Problem #3: Authority to Waive Sovereign Immunity
The D.C. Circuit has also held that a waiver of sovereign immunity “is effective only if the actor who signed the agreement had the authority to waive immunity on behalf of the sovereign.” While there is disagreement among the federal courts of appeal as to whether the putative agent requires (1) actual authority, or (2) mere apparent authority, the D.C. Circuit has yet to take a position on this issue. That court has held, however, that the person signing the contract must be vested with authority to waive immunity.
This is not a power that is typically vested in low-level embassy officials. Indeed, it is not a power consistently vested in ambassadors. In Qatar National Bank v. Government of Eritrea, for example, the DDC Qatar National Bank (“QNB”) entered into a commercial loan agreement with Eritrea whereby the Bank agreed to lend $30 million to Eritrea. The agreement was signed by Ali Ibrahim Ahmad, Eritrea’s Ambassador to Qatar, on behalf of (1) the Ministry of Finance of the Government of Eritrea, and (2) the State of Eritrea, which served as a guarantor. Ahmad purported to sign the agreement pursuant to an “authorization signed by the President of the State of Eritrea on March 10th, 2009.” The agreement contained a forum selection clause choosing the courts in England. After Eritrea defaulted on the loan, QNB obtained a default judgment in an English court and sought to enforce it in the DDC. The DDC denied QNB’s motion because it had failed to show that Ahmad—the Eritrean ambassador to Qatar—had the requisite authority to waive sovereign immunity on behalf of Eritrea.
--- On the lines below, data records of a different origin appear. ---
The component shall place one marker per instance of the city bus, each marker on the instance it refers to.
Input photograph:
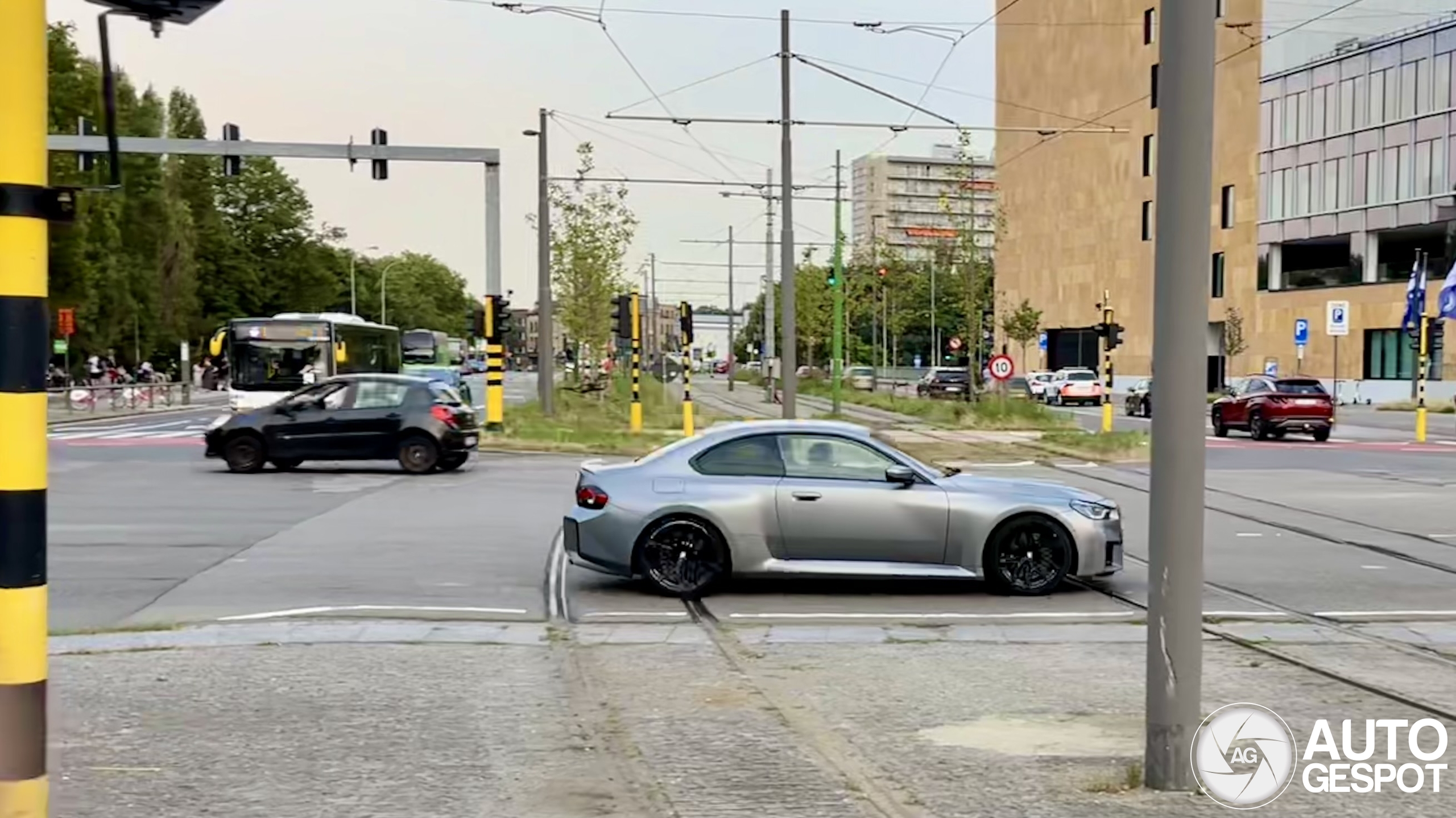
(268, 358)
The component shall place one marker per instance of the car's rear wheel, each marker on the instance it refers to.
(1028, 556)
(1259, 430)
(683, 556)
(243, 455)
(419, 455)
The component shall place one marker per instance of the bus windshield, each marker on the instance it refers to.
(280, 366)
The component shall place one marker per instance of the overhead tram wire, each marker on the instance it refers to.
(1222, 60)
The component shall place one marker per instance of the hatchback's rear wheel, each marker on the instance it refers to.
(243, 455)
(1028, 556)
(419, 455)
(683, 556)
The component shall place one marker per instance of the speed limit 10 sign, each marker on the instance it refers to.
(1001, 367)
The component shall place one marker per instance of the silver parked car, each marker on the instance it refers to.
(830, 499)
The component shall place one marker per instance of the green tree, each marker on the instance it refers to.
(1023, 327)
(590, 233)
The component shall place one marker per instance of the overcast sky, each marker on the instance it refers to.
(465, 73)
(462, 73)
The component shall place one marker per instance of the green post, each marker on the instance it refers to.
(838, 284)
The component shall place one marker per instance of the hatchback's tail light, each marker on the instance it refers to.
(443, 414)
(592, 497)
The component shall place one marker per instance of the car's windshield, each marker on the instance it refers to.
(1299, 387)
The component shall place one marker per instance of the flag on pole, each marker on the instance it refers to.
(1414, 298)
(1447, 299)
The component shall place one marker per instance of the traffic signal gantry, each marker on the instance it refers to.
(685, 325)
(1111, 335)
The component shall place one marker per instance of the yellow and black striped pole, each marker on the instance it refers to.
(637, 364)
(1107, 363)
(494, 370)
(24, 356)
(685, 318)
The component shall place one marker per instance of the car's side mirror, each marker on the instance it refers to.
(901, 475)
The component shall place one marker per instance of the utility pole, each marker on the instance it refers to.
(769, 325)
(22, 410)
(730, 311)
(545, 331)
(1180, 319)
(838, 347)
(789, 353)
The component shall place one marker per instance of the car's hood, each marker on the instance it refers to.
(1011, 488)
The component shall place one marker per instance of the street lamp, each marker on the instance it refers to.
(354, 308)
(545, 335)
(383, 282)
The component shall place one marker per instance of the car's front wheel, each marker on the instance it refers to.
(419, 455)
(683, 556)
(243, 455)
(1028, 556)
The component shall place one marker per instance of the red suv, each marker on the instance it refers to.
(1270, 407)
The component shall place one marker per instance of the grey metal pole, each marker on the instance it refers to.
(545, 331)
(769, 321)
(789, 354)
(730, 309)
(1180, 321)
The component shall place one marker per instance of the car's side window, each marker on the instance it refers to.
(832, 459)
(744, 457)
(380, 395)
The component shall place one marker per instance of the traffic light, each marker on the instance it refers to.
(477, 319)
(232, 165)
(503, 316)
(380, 166)
(622, 316)
(685, 322)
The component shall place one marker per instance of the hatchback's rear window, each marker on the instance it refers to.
(1299, 387)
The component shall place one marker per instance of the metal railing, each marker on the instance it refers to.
(120, 398)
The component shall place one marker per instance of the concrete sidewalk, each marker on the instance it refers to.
(450, 720)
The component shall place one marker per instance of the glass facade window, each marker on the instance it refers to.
(1443, 84)
(1347, 107)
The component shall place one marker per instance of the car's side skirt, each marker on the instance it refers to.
(858, 568)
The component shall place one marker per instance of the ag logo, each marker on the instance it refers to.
(1244, 756)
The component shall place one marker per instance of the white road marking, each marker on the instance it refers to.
(605, 615)
(342, 609)
(967, 616)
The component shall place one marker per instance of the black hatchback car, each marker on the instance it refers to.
(421, 423)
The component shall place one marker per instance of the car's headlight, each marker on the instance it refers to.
(1094, 510)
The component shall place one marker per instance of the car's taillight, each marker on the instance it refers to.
(443, 414)
(592, 497)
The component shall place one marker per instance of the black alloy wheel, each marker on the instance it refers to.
(683, 558)
(1028, 558)
(419, 455)
(243, 455)
(1219, 428)
(1259, 430)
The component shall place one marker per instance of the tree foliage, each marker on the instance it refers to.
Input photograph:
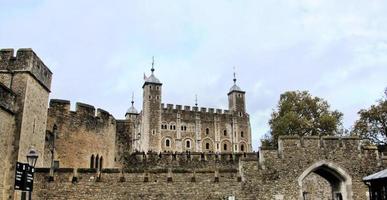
(301, 114)
(372, 123)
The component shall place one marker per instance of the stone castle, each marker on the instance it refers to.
(163, 151)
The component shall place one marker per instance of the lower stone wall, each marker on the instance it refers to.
(7, 129)
(131, 185)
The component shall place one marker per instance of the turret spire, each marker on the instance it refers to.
(234, 77)
(153, 63)
(132, 99)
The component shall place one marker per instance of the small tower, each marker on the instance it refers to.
(151, 114)
(236, 98)
(132, 112)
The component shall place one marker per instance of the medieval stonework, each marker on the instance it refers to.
(164, 151)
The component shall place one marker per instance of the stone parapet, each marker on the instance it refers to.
(25, 60)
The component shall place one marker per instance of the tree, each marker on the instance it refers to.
(301, 114)
(372, 124)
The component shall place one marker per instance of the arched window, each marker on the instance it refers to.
(100, 163)
(167, 143)
(96, 161)
(92, 161)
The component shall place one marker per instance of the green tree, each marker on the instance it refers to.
(299, 113)
(372, 123)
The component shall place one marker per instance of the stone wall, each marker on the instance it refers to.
(81, 134)
(299, 165)
(7, 130)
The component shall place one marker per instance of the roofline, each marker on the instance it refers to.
(243, 92)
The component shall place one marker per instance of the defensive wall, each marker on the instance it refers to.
(7, 129)
(81, 134)
(298, 166)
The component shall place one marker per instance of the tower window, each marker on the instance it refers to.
(167, 143)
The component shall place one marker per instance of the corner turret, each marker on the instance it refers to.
(236, 98)
(151, 114)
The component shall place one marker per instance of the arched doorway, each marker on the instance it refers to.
(332, 182)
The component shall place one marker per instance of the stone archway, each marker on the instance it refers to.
(338, 180)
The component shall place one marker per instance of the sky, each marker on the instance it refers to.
(100, 50)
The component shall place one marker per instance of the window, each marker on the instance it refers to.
(167, 143)
(96, 161)
(92, 161)
(100, 162)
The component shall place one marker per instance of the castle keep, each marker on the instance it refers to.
(163, 151)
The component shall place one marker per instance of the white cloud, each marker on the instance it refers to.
(99, 51)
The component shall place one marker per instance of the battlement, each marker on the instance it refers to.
(25, 60)
(318, 147)
(291, 142)
(174, 108)
(81, 109)
(187, 160)
(7, 99)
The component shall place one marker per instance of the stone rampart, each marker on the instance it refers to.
(83, 135)
(25, 61)
(7, 99)
(176, 108)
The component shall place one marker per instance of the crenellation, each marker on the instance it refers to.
(60, 105)
(85, 109)
(103, 114)
(195, 109)
(7, 99)
(25, 61)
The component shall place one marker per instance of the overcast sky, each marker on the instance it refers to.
(99, 52)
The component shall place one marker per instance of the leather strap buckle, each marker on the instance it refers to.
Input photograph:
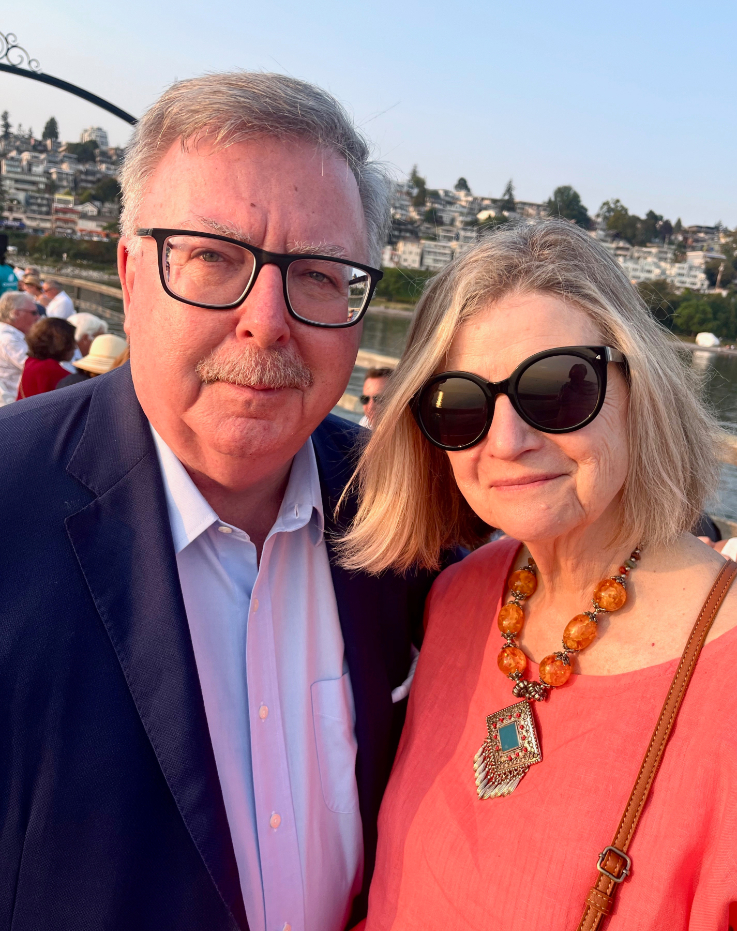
(620, 853)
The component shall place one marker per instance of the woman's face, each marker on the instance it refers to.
(538, 486)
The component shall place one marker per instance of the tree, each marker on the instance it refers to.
(420, 187)
(566, 203)
(619, 220)
(507, 202)
(51, 129)
(694, 316)
(719, 270)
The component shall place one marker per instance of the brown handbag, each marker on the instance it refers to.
(614, 865)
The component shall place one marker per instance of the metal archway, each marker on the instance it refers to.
(14, 59)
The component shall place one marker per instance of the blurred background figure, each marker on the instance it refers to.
(122, 358)
(86, 328)
(18, 314)
(104, 354)
(8, 279)
(50, 342)
(31, 284)
(59, 303)
(373, 386)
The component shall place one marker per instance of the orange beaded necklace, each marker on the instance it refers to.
(512, 745)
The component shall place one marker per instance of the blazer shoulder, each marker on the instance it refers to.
(45, 427)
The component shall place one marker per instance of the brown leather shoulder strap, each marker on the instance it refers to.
(614, 864)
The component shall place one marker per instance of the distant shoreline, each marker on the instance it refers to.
(721, 350)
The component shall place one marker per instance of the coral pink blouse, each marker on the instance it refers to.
(450, 862)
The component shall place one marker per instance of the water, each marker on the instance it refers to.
(385, 332)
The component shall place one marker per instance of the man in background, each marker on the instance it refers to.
(59, 303)
(374, 385)
(8, 278)
(17, 315)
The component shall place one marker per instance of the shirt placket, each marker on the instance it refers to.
(277, 832)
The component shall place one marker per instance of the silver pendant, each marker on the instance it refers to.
(511, 748)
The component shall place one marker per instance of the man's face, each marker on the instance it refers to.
(373, 388)
(282, 197)
(25, 316)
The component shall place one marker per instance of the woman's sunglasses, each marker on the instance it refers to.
(556, 391)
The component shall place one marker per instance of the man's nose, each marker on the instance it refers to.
(263, 316)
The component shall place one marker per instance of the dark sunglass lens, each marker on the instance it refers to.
(559, 392)
(453, 412)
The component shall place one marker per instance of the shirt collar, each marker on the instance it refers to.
(190, 514)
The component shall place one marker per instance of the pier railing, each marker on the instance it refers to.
(93, 297)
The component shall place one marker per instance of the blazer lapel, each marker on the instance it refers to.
(123, 543)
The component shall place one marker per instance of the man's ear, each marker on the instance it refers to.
(127, 275)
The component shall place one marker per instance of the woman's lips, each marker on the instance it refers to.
(526, 482)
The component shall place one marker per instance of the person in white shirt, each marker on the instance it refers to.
(59, 302)
(374, 385)
(18, 313)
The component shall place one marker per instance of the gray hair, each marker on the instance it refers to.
(408, 485)
(87, 325)
(12, 301)
(240, 105)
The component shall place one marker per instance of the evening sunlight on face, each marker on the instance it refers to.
(534, 485)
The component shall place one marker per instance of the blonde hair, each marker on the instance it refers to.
(232, 107)
(410, 508)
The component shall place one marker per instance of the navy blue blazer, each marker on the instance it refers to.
(111, 814)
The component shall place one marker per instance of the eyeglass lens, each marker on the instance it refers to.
(213, 273)
(557, 392)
This case, and others like it, present the question of who signed the employment agreement on behalf of the Embassy of Mali in Koudoukara. The honest answer is that we don’t know. The DDC did not discuss the issue in its opinion. However, if the employment agreement was signed by an employee in the Mali Embassy—which seems probable—then it is far from clear that that person had authority to waive Mali’s sovereign immunity.
Conclusion
In Koudoukara v. Embassy of Mali, in summary, we have a case where (1) a choice-of-law clause was dubiously interpreted as a waiver of sovereign immunity, (2) that same choice-of-law clause was dubiously interpreted as waiving immunity with respect to claims not covered by the plain language of the clause, and (3) the court failed to address the question of whether the individual who signed the employment agreement on behalf of the embassy had the authority to waive Mali’s sovereign immunity. All of these are issues that the DDC would do well to examine more closely in future cases.